Do you want to practice SQL on something other than the basic default database? Here’s a sample ERD and data for a superhero database.
When you’re learning SQL or database design, it’s helpful to use other databases as a reference.
Many articles online refer to Oracle’s HR database, or SQL Server’s AdventureWorks database. These can be helpful, but often you’re looking for answers that these databases don’t help with.
Which is where this post comes in.
This post describes a sample database containing data about superheroes. It includes:
- An ERD (entity relationship diagram) for the sample superhero database
- An explanation of the tables and columns
- A download of sample data to create and populate this database
- An example query on the database
Why is this helpful? Firstly, you can understand more about how a superhero database might work.
Also, you can practice SQL against realistic data and write your own queries, both simple (which superheroes were created by Marvel) and complex (which superpowers are more prevalent in DC than in Marvel).
So, let’s take a look at the database.
Sample Superhero Database: ERD
The ERD for the superhero database is shown here (open in new tab to see a larger version):
It contains about 700 superhero entries from several online sources. Superheroes also have a list of attributes (such as Intelligence and Combat) and a set of superpowers.
However, due to the nature of the source data, not all superheroes have attribute values or superpowers. It’s not ideal, but it’s good practice to deal with incomplete data and working with NULL values.
What do all of these tables and columns mean?
This is the main list of superheroes. It has their superhero name, full name/real name, a list of IDs linking to other tables, and their height (in centimetres) and weight (in kilograms).
The Gender table lists three rows: Male, Female, and N/A.
The Colour table contains references for eye colour, skin colour, and hair colour. There’s a row that indicates “no colour” as well.
This table shows values for the different races of superheroes, such as Human.
The Publisher table lists all of the publishers. It includes the two most common: DC and Marvel. It also includes other publishers such as the “Heroes” TV show and Star Trek.
This table shows three values that demonstrate how the superhero is aligned: Good, Neutral, and Bad.
This table lists six different attributes (e.g. intelligence) that can describe a superhero.

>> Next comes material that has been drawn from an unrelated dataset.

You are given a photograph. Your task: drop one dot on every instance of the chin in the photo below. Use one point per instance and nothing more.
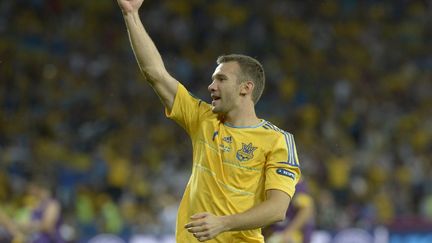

This table is the intersection of attributes and superheroes. A superhero can have multiple attributes, and for each attribute, they have a value from 0-100 indicating their rating. This table contains those ratings (in the attribute_value column).

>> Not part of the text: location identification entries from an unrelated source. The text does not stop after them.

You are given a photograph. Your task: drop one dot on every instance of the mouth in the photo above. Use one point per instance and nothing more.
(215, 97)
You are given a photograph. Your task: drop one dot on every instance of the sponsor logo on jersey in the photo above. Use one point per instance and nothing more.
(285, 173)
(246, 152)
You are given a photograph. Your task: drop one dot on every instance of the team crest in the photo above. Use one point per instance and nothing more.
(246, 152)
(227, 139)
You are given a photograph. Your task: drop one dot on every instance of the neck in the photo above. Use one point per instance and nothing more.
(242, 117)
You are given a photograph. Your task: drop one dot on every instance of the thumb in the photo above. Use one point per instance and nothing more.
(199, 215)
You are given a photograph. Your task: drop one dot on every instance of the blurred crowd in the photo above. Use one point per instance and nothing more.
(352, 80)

The superpower table lists all of the available abilities or superpowers that someone can have.
This table lists the IDs of each power that each superhero can have because a superhero can have more than one superpower.
There were a few things I had to consider when designing this database:
- Not all superheroes have attribute values
- Not all superheroes have superpower values
- Some superheroes are mentioned multiple times, such as Green Lantern who has had different people take on the role of Green Lantern.

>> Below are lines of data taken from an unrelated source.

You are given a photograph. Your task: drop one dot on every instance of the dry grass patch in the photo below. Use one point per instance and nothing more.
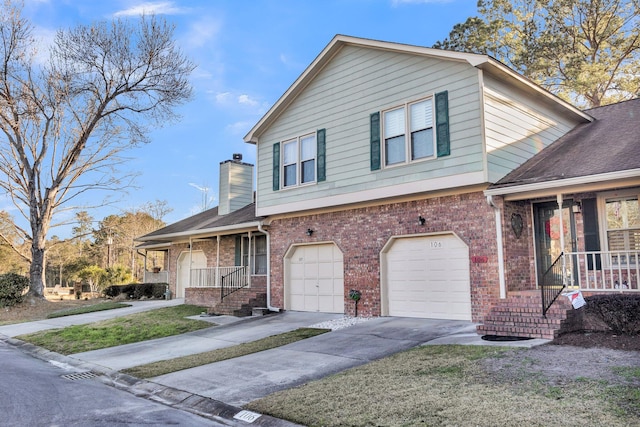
(167, 366)
(446, 385)
(159, 323)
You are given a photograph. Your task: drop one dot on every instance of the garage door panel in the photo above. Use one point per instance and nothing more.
(428, 276)
(320, 270)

- Many pieces of information were left out of this data set to keep it simple, such as alias names, birthplaces, and family members.
I’ve prepared some sample data for this database. You can use this to create this database on your own computer, explore the tables, and write SQL on it.
The sample data is available for Oracle, SQL Server, MySQL, and Postgres, and is stored on my GitHub repository. Find out how to access it and load the data here: Sample Data for SQL Databases
With the sample data in the database, let’s take a look at a sample query. This query shows all of the superheroes and the sum of their attributes, including those with no attributes.
SELECT s.id, s.superhero_name, p.publisher_name, SUM(ha.attribute_value) AS total_attributes FROM superhero s INNER JOIN publisher p ON s.publisher_id = p.id LEFT JOIN hero_attribute ha ON s.id = ha.hero_id LEFT JOIN attribute a ON ha.attribute_id = a.id GROUP BY s.id, s.superhero_name, p.publisher_name ORDER BY SUM(ha.attribute_value) DESC;
Results (top 20):
|284||General Zod||DC Comics||600|
|541||Power Girl||DC Comics||600|
|441||Man of Miracles||Image Comics||600|
|683||The Presence||DC Comics||600|
|424||Living Tribunal||Marvel Comics||600|
|82||Ben 10||DC Comics||590|
|474||Mister Mxyzptlk||DC Comics||585|
|622||Silver Surfer||Marvel Comics||580|
There are all kinds of other queries you can write on this data.
So that’s the sample database for superheroes. There’s an ERD you can use to help you understand it or to design your own. You can also download the sample database tables and data to run your own queries on it.